By Stephanie Ornelas
Back in 2007, when director Tonya Lewis Lee was asked by the U.S. Department of Health Services to be a spokesperson for their Infant Mortality Awareness campaign, she didn’t know that the United States has an infant mortality problem. She did not know that [African American] babies die three times as much as white babies do in America.
She then had the opportunity to travel the country and learn about infant mortality in the United States, and how that impacted certain communities.
“Of course when you’re talking about an infant’s health, you’re talking about a woman’s health. And we discovered that women weren’t doing so well,” says Lee during the post-screening Q&A of her Sundance Film Festival award-winning documentary Aftershock.
“I like talking to groups of women,” she adds. “So when I was talking to a group one day, I just heard stories about a friend, a sister, a cousin who had passed away from childbirth complications.”
Lee’s research prompted her to partner with co-director and producer Paula Eiselt, and the two went on an all-out quest to create a film that would send a message to the entire country, but more specifically, the healthcare industry: Black wombs matter.
Eiselt, who drew inspiration from her own traumatic experience within the maternal healthcare system, came across countless articles exposing the U.S. maternal mortality crisis.
“At that point, I realized that what I had experienced on an individual level was endemic to Black women, who would be most profoundly impacted,” says Eiselt.
“I knew that as an artist, if I wanted to help shed light on the story and the work that’s being done, centering Black women was the only way to do that. It doesn’t work any other way. But as a white person, I knew I could not tell this story alone.”

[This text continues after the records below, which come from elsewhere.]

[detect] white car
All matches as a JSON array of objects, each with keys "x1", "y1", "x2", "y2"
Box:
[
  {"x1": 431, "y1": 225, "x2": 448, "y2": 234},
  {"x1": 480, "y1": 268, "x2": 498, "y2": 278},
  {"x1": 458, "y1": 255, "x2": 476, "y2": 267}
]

Through very intimate footage, the film takes you on an incredible and eye-opening journey through the lives of two women, Shamony Gibson and Amber Rose Isaac — vibrant mothers-to-be whose deaths due to childbirth complications were preventable. The documentary follows their families four months later, as they’re determined to sound a rallying cry around a chilling and largely ignored crisis.
The film sends an important and urgent message about systemic racism in the healthcare system as it follows Bigson and Isaac’s family four months after their deaths — their mothers working tirelessly to raise awareness, and their partners navigating this new reality as single fathers. Through their journeys, it heartbreakingly tells the stories of many other Black fathers and their families in similar positions.
“We aren’t given the latitude to operate as caucasian fathers do,” says activist Charles Johnson. “The moment I raise my voice, I’m no longer a husband who’s worried about his wife. I’m a threat.”
He continues, “There’s research from the CDC that shows that African American women with post-graduate and graduate degrees are more likely to die during childbirth than white women living below the poverty level.”
But the film also tells a story of hope, and how each conversation brings to light an issue that has been ignored by so many medical professionals for years. It shines light on the impact midwives have on Black mothers, and how birthing centers are crucial in creating a healthy bridge between hospital births and home births. The film even shows an actual home birth from start to finish, displaying comfort and warmth in an otherwise tense atmosphere.
Delivering a powerful activist speech at the end of the documentary, Lee and Eiselt send an important and necessary message to audiences: Black Wombs Matter.